While the kids were playing together, I set up an activity for the next lull in their imagination. Pulling out two of our giant whiteboards, I quartered them and placed a biome card (from our Waseca materials) into each of the eight sections: Oceans, Wetlands, Tropical Forests, Temperate Forests, Grasslands, Desert, Mountains, Polar Regions. Pulling out the box of toy animals, I began sorting them into the biomes: zebras in Grasslands, tigers in Tropical forests, dolphins in Oceans.
It wasn’t long before Rondel came out and was instantly engaged, asking if he could help sort the animals. So we sorted together, talking about which biomes would make the most sense for animals which are domesticated, for example, or adapted for a range of habitats. When we had at least a few animals in each biome, I brought out the biome question and answer cards.

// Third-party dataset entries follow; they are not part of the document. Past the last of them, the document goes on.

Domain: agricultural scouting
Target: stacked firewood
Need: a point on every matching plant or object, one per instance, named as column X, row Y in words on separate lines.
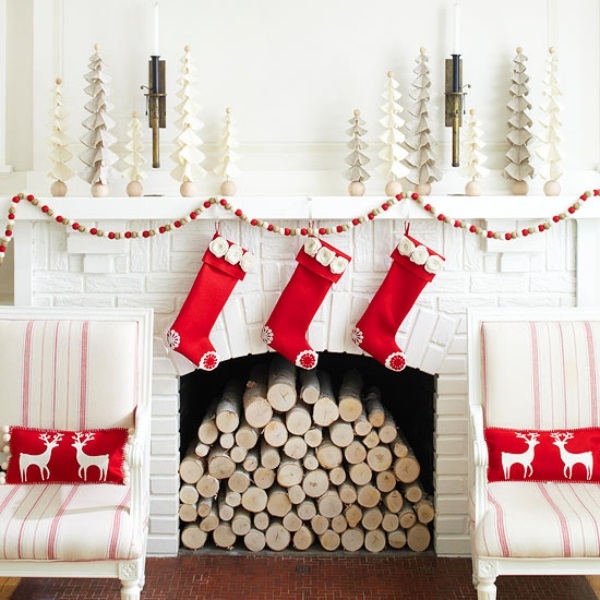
column 281, row 462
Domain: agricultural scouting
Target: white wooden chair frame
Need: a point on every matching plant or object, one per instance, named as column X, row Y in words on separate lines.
column 130, row 572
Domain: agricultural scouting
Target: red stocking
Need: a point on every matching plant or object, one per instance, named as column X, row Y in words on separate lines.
column 319, row 266
column 414, row 266
column 225, row 263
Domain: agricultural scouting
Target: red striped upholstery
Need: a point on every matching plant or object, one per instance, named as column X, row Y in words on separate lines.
column 52, row 522
column 541, row 375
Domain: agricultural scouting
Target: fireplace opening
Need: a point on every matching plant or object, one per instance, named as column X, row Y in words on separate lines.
column 259, row 495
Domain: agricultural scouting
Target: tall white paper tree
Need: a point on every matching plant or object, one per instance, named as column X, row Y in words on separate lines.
column 98, row 156
column 473, row 157
column 187, row 156
column 226, row 167
column 392, row 167
column 550, row 149
column 356, row 174
column 59, row 155
column 135, row 158
column 419, row 139
column 519, row 168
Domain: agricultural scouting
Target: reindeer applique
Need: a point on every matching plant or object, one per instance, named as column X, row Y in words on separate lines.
column 570, row 459
column 39, row 460
column 522, row 458
column 86, row 461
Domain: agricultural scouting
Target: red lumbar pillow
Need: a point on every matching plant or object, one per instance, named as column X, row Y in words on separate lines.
column 59, row 456
column 565, row 455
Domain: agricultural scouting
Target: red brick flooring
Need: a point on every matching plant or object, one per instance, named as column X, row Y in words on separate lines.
column 237, row 576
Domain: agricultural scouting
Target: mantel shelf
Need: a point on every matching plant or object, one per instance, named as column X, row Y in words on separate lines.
column 316, row 208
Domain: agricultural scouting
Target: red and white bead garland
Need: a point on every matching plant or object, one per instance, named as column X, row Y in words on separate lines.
column 286, row 231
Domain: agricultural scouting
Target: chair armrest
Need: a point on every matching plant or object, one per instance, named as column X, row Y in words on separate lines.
column 480, row 456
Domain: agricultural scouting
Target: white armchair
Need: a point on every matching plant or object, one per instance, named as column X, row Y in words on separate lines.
column 533, row 373
column 75, row 370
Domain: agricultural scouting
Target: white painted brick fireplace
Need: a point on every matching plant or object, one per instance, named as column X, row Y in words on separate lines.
column 55, row 266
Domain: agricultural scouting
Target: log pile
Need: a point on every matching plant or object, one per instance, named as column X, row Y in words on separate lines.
column 281, row 462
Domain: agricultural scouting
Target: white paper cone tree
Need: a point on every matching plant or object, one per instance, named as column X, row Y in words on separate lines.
column 188, row 156
column 419, row 139
column 550, row 151
column 135, row 158
column 519, row 168
column 392, row 167
column 473, row 157
column 98, row 156
column 59, row 155
column 356, row 174
column 226, row 167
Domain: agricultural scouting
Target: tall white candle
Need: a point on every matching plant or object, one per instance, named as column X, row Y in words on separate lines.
column 456, row 47
column 155, row 51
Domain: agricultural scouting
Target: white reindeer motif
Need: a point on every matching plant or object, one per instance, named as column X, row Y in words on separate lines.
column 523, row 458
column 40, row 460
column 88, row 460
column 571, row 459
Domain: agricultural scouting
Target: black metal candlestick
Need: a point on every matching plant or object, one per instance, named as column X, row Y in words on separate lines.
column 156, row 104
column 454, row 103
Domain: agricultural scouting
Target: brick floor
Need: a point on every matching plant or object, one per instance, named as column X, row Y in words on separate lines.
column 241, row 576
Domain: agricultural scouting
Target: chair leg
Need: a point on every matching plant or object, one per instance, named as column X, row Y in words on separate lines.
column 486, row 588
column 130, row 590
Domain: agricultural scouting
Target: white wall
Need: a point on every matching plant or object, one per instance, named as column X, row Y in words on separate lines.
column 294, row 72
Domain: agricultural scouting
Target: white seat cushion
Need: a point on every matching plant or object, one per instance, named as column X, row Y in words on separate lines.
column 67, row 522
column 540, row 520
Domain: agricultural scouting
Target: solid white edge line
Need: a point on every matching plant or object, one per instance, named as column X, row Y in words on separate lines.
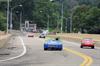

There were six questions altogether (asking about temperature, moisture, soil, plants, animals, and humans), and each one had an answer for each biome, so Rondel’s task was to match each answer to the correct biome after I read the card. He only needed help on one or two of the cards, and showed a good conceptual understanding of how the environment differs between biomes, how plants and animals have adapted to different biomes, and how humans have interacted with biomes in different ways (both positive and negative).
I noticed that our animal representation was heavily skewed towards African grasslands and oceans; the Waseca teacher’s guide recommended using animals cutout from magazines, which would increase the diversity, but I didn’t have any that I was willing to cut up. I may just need to buy a big batch of old National Geographics or ZooBooks off of Ebay – old magazines can be really useful craft and learning supplies!
This activity was a good summary of the information we’ve learned about biomes as well as a good overview before diving into more detail on any one area; I think we’ll explore animal adaptations next but I have a lot of ideas.